S’intéresser de façon approfondie à cette question dite de l’externalisation nécessiterait d’esquisser une double histoire :
 Celle des politiques européennes en matière d’asile et d’immigration.
 Celle des modalités d’analyse et d’action des organisations engagées dans la défense des droits fondamentaux.

Cela dépasserait bien sûr le cadre de cette courte présentation et c’est le second axe que je privilégierai aujourd’hui.

En effet, même avec un bon guide, vous seriez bien en peine de retrouver une rubrique externalisation dans le maquis des textes, communications, projets de la Commission et des institutions européennes. Il y a donc nécessité de faire la genèse de ce terme, dont il est d’ailleurs à noter que les projets qu’il décrit sont bien souvent nés en d’autres lieux que les instances européennes (HCR, gouvernements et coalition intergouvernementale informelle...).
Si ce terme est resté invisible sinon impensé (les termes approchants le plus sont ceux de « dimension externe » de l’asile, comme dans le programme de La Haye d’octobre 2004 - programmation et objectifs des politiques européennes d’asile et d’immigration pour les cinq années à venir) dans la communication institutionnelle de l’UE alors même qu’il entrait dans le langage courant de tous ceux (associations, médias, experts...) s’intéressant à la dimension européenne des questions d’asile et d’immigration, c’est parce qu’il est issu d’un coup de force sémantique d’un certain nombre de militants intéressés à dénoncer les « faux-semblants » des politiques européennes.

Les « faux-semblants » des politiques européennes

Quel que soit son objet, un projet d’abaissement des droits de tout ou partie d’une population ne peut aboutir que si un ensemble de conditions sont simultanément ou isolément réunies.
Il faut d’abord que l’opacité des prises de décision politiques soit telle qu’un certain nombre de normes et de pratiques finissent par s’imposer sans avoir jamais été l’objet de discussions ou de délibérations démocratiques.
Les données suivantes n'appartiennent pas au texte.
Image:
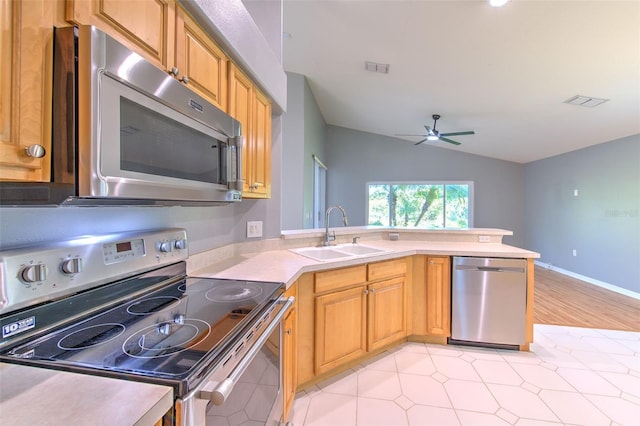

Au-delà du déficit démocratique souvent pointé d’institutions européennes imposant des règles aussi obscures que contraignantes [1], le champ de l’immigration est caractérisé par un ensemble de regroupements, d’accords souvent informels, parfois secrets, destinés à ouvrir la voie à des mesures plus généralisées (coopérations entre les pays européens de l’espace méditerranéen - G5 -, accord secret entre Tripoli et Rome sur le rapatriement des boat-people partis de Libye...).
Deuxième condition : que les droits d’une minorité soient amputés au nom de principes dits supérieurs ou des droits de la majorité - préférence communautaire ou nationale en matière d’emploi, restriction du droit d’asile au nom de la défense des vrais demandeurs d’asile contre les « faux » demandeurs d’asile, fermeture des frontières au nom du droit des étrangers déjà installés à une intégration impliquant un malthusianisme migratoire. Cette vaste entreprise de segmentation des droits et de division du corps social passe souvent par la criminalisation de certaines populations, a minima dans le vocabulaire utilisé. De l’étranger fraudeur au clandestin affrété par des réseaux criminels internationaux, toute une rhétorique est mobilisée pour dégager un consensus à l’encontre de certaines personnes et pratiques (détournement des procédures de demande d’asile par de « faux réfugiés »,...). Le vocabulaire peut ainsi servir à étouffer toute velléité de contestation politique (comment ne pas être contre la traite des êtres humains ?) et il reste alors aux militants à mener la bataille lexicale pour s’imposer dans celle des idées.
C’est ainsi qu’en 1997-1998, lors de la mobilisation contre les lois Debré et pour la régularisation des étrangers privés de titres de séjour, la voie vers une victoire partielle et imparfaite fut ouverte quand la presse a commencé à substituer le terme de sans-papiers à celui de clandestins. De même, l’inhumanité des politiques européennes de fermeture des frontières ne peut être rendue visible qu’à condition que les lieux de regroupement des étrangers traqués ou retenus soient appelés des camps dont la réalité ne doit pas disparaître sous une fallacieuse rhétorique humanitaro-sécuritaire.
Cette bataille des mots est encore plus importante quand c’est la troisième modalité de justification de politiques régressives en matière de droits qui est utilisée. Beaucoup de projets réactionnaires en matière de droits de l’homme peuvent ainsi être présentés au nom de l’amélioration de la situation de ceux-la mêmes qui voient leurs vies fragilisées par des dispositifs pris « pour leur bien ». Ainsi, c’est pour protéger les migrants africains de la mort dans les pateras les conduisant du Maroc aux côtes sud de l’Espagne qu’un système électronique de surveillance a été financé par l’Union européenne. C’est pour leur éviter des conditions de vie inhumaines dans les forêts marocaines à proximité de Ceuta et Melilla que les frontières (fossés, grillages, gardes armés...) entre le Maroc et ces confettis coloniaux ont été renforcées. Résultat : alors que l’ensemble des politiques de surveillance maritime et terrestre des frontières sont prises au nom de la protection des migrants contre les dangers de l’immigration clandestine (tout le monde a compris que les terroristes ne voyagent pas en pateras), elles n’ont d’autre effet que d’augmenter la dangerosité des voyages. Selon la Croix-Rouge espagnole plus de mille immigrants seraient morts en mer entre la Mauritanie et les Iles Canaries en moins de trois mois, les autres routes de l’exil, à la morbidité avérée mais moindre, ayant été coupées.
C’est cette logique du pompier pyromane qu’il s’agit de traduire dans le vocabulaire de nos pratiques militantes pour faire prendre conscience de réalités euphémisées dans le langage politico-administratif des décideurs en matière d’asile et d’immigration.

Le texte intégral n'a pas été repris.